ASIC chairman Greg Medcraft identified managed investment schemes as one of the core concerns for the regulator going forward in a recent parliamentary oversight committee hearing.
“The managed investment scheme area we regard as extremely high risk,” Medcraft said.
“It is a very open system and one where we have freedom but at the same time we have to remind investors that they need to be educate themselves appropriately and hold gatekeepers to account.”
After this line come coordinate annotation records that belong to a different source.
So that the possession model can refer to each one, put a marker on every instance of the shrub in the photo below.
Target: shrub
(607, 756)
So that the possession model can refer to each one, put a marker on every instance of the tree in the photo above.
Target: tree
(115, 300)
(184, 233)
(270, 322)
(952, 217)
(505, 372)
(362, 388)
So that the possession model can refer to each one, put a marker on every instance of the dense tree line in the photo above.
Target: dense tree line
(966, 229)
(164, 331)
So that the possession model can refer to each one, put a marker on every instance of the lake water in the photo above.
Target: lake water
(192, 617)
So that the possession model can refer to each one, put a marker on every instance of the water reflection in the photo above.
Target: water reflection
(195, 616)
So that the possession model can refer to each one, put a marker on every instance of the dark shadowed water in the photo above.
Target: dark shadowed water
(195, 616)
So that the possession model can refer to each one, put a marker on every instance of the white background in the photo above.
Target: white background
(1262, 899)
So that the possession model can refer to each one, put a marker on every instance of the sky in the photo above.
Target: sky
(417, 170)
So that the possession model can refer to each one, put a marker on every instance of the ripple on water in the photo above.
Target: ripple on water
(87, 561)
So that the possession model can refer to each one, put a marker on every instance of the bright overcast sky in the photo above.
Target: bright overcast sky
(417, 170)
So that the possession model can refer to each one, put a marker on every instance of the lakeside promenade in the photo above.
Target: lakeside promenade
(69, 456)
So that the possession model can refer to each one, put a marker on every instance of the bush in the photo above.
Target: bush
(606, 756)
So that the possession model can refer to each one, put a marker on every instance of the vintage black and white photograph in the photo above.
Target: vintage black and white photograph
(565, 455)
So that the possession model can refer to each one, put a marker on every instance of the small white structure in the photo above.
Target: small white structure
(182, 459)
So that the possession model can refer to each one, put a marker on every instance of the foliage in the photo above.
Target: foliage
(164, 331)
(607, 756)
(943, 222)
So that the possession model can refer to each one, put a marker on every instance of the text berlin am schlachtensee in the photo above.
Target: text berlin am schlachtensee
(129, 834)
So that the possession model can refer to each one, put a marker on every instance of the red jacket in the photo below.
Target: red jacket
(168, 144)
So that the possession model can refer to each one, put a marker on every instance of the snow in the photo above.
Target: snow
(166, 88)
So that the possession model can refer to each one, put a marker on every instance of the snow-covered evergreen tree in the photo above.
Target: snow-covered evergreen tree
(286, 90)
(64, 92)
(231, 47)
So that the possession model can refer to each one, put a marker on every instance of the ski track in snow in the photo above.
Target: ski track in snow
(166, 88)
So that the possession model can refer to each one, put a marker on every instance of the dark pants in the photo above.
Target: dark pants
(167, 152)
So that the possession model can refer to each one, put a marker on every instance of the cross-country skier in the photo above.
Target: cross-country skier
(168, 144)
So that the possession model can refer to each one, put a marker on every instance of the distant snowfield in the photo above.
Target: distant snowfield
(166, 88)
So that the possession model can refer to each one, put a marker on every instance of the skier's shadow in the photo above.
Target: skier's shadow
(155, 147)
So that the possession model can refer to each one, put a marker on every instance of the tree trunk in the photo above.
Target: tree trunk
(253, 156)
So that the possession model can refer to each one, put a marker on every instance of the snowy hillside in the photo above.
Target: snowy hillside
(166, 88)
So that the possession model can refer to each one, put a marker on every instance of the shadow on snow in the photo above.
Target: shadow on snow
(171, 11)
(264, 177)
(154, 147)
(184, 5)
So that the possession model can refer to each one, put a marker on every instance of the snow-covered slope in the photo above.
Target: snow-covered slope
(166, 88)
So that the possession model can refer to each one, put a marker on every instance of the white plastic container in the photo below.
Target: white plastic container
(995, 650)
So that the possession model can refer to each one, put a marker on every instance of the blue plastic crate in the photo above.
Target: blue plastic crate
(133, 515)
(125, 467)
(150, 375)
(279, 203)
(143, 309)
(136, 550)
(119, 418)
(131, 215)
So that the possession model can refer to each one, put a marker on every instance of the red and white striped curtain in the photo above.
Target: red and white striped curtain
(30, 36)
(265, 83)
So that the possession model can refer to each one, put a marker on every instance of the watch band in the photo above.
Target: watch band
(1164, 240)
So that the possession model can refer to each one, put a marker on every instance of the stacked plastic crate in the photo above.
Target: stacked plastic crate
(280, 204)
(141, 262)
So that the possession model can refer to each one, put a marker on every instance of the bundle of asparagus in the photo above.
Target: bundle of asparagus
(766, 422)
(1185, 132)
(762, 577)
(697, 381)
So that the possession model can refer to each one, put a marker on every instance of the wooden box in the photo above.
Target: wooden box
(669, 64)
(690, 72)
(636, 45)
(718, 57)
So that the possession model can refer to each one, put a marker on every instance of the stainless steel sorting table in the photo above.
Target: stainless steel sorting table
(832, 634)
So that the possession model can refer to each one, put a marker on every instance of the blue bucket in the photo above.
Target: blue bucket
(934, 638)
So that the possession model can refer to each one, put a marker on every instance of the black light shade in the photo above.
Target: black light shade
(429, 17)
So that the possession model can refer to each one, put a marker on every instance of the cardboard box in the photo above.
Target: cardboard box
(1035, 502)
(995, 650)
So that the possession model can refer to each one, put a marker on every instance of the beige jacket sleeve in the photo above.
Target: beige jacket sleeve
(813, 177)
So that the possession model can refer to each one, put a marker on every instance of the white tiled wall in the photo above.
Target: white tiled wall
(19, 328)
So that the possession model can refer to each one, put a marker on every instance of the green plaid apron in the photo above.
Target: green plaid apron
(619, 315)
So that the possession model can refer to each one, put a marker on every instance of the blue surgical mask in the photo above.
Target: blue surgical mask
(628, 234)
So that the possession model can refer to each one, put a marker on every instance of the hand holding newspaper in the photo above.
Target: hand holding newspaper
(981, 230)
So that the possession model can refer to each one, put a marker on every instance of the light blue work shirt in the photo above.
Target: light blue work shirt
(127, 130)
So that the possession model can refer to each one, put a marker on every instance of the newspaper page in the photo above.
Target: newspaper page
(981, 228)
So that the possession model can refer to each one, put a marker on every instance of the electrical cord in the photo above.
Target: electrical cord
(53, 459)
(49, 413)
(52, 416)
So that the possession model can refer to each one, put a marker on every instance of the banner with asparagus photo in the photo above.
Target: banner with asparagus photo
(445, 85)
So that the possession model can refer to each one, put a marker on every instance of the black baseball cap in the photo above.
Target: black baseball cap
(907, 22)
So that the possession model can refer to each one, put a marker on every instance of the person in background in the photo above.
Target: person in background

The other issue SocietyOne raises is fragmentation. As with DomaCom – seeking to allow investors to spread property investment over dozens of minority shares in properties – and with the rise of ETFs and index investing, a selling point for investors is the reduction of concentrated risk. P2P lending is fragmentation of unsecured debt. Instead of a single entity – a bank – taking the risk and providing a loan, the funding is fragmented across investors.
It also undermines one of the core attractions of P2P lending, which is direct investor involvement.
Peerlending’s Dean says this is a key element: “People, to some extent, like being involved in their own investments. Investing isn’t a pastime, but there is an element of involvement and you can see that with the take-up of things like crowd funding. There’s lots of portals popping up all over the place.”
The lure of yield
Investors are undoubtedly looking to new places for yield (see James Kirby and Alan Kohler on video) in the current financial environment.
The attraction of P2P lending is that it picks up on that theme, and uses another major trend – the internet as a disruptive medium – to offer investors a new idea, and a way to take it to the big banks.
If borrowers have the credit quality to get a loan with a bank, they could benefit from shaving a percentage point or two off repayments and, most importantly, not have to deal with a bank. For investors, that ideally means getting the margin the banks are currently pocketing.
But investors should be watchful of the growing popularity of “extremely high risk” managed investment schemes and attempts to break down traditional investments into fragmented and diversified pieces – both for the vast creative and entrepreneurial potential, and also for the risks.